Greatest hits album by R.E.M.
- Released: September 30, 1991
- Recorded: 1982–1987
- Genre: Alternative rock
- Length: 59:17
- Label: I.R.S.
- Producer: Mitch Easter; Don Dixon; Joe Boyd; Don Gehman; Scott Litt; R.E.M.;

R.E.M. chronology
| This Film Is On (1991) | The Best of R.E.M. (1991) | Automatic for the People (1992) |

R.E.M. compilations chronology
| Eponymous (1988) | The Best of R.E.M. (1991) | The Automatic Box (1993) |

= The Best of R.E.M. =

The Best of R.E.M. is a greatest hits album by R.E.M. released in 1991, shortly after the success of the band's seventh studio album, Out of Time, released by Warner Bros. The Best of R.E.M., however, was released by the band's previous record label, I.R.S. Records, and only includes tracks from their first five albums while the group was with that label. As such, it covers their output from 1982 to 1987.

The Best of R.E.M. was only issued in Europe, New Zealand, Australia, Brazil and Chile, complete with liner notes from Remarks: The Story of R.E.M. by Tony Fletcher. It was not the first compilation to cover this era, and featured all but two of the songs that had already been included on an earlier greatest hits album titled Eponymous (albeit some were different versions).

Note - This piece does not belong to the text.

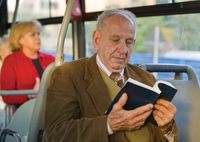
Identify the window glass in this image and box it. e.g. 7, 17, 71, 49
41, 24, 73, 61
85, 0, 197, 12
85, 14, 200, 80
7, 0, 66, 22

Three songs were taken from each of the first five studio albums and one song was taken from Chronic Town, the band's first EP, making a total of sixteen songs on the album.

==Critical reception==

"A considerable improvement on the useful but haphazard Eponymous collection," wrote Dan Maier in a 5/5 review for Select. "It'll be a few years before Warners release their own 'Best Of'. In the meantime, this'll do very nicely indeed."

Professional ratings
Review scores
| Source | Rating |
| The Encyclopedia of Popular Music | Star |

==Track listing==
All tracks written by Bill Berry, Peter Buck, Mike Mills, Michael Stipe.
1. "Carnival of Sorts (Box Cars)" (from Chronic Town) – 3:51
2. "Radio Free Europe" (from Murmur) – 4:03
3. "Perfect Circle" (from Murmur) – 3:23
4. "Talk About the Passion" (from Murmur) – 3:22
5. "So. Central Rain (I'm Sorry)" (from Reckoning) – 3:11
6. "(Don't Go Back To) Rockville" (from Reckoning) – 4:34
7. "Pretty Persuasion" (from Reckoning) – 3:53
8. "Green Grow the Rushes" (from Fables of the Reconstruction) – 3:42
9. "Cant Get There from Here" (from Fables of the Reconstruction) – 4:10
10. "Driver 8" (from Fables of the Reconstruction) – 3:18
11. "Fall On Me" (from Lifes Rich Pageant) – 2:49
12. "I Believe" (from Lifes Rich Pageant) – 3:32
13. "Cuyahoga" (from Lifes Rich Pageant) – 4:17
14. "The One I Love" (from Document) – 3:17
15. "Finest Worksong" (from Document) – 3:48
16. "It's the End of the World as We Know It (And I Feel Fine)" (from Document) – 4:07

==Certifications==

| Region | Certification | Certified units/sales |
| Germany (BVMI) | Gold | 250,000^{^} |
| United Kingdom (BPI) | Gold | 100,000^{*} |
^{*} Sales figures based on certification alone. ^{^} Shipments figures based on certification alone.